March 1, 2010
Go, Read: Two On On-Line Pricing
Like the vast majority of what's been written about on-line pricing and digital publishing, the two articles on which I'm throwing a spotlight here are intended for prose rather than comics. However, there should be a great deal of crossover involved and it's safe to say that decisions in prose are likely to have an effect on decisions in comics.
The first is an article in the New York Times
that if it isn't already being talked about will be for its plain language and apparent intention to cut through a lot of rhetoric and get at the issue of what digital publishing costs. There will likely be objections to the author not "showing the work" behind several of the claims, and the sudden change mid-article to assume bad faith on the part of big book publishing in terms of keeping the current system alive. Still, there's a straight-ahead rhetorical style there I would favor in terms of future articles.
The second is this article from an author
returning home after something called a "Tools Of Change" conference, in which you are immediately disabused of the notion that any of this is going to be easy because of so many small-a agencies work from so many platforms, such as the in-house digital publishing-first initiatives at various companies.

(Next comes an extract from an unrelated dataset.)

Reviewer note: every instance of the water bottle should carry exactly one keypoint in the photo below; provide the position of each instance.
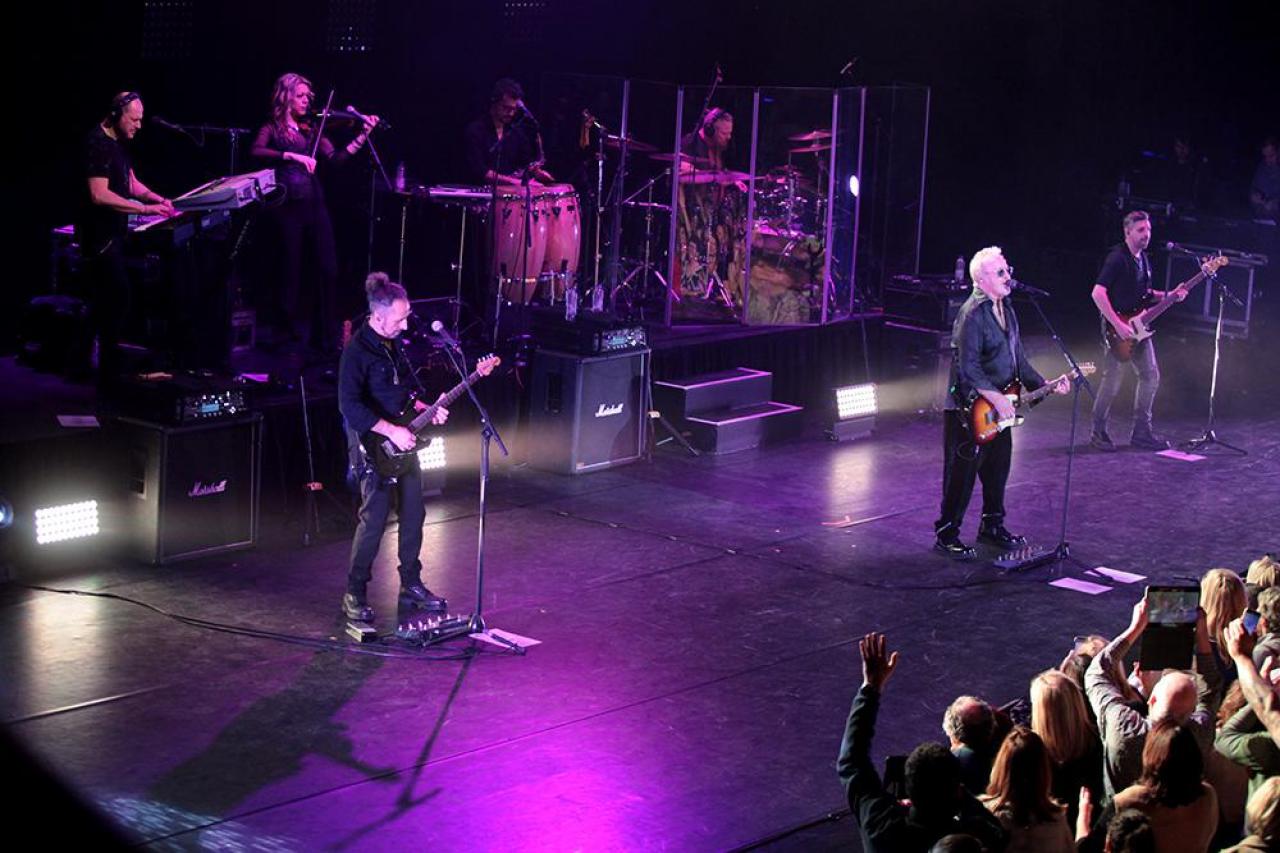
(570, 304)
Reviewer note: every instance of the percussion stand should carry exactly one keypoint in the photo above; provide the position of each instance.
(647, 267)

I think the takeaway from both is that there are a lot of assumptions that are still be held as if they're firm truths rather than soft truths, right down to the asserted institutional costs of things like the marketing services provided by publishers to something I've never heard of, that authors with the weight to ask for it seem to want greater royalties from digital sales. It also seems to me that in terms of comics there are equal opportunities to drag one's feet along with or to press forward with alacrity -- in that sense, that nobody seems to know exactly what strategy to pursue, it's a wide open field.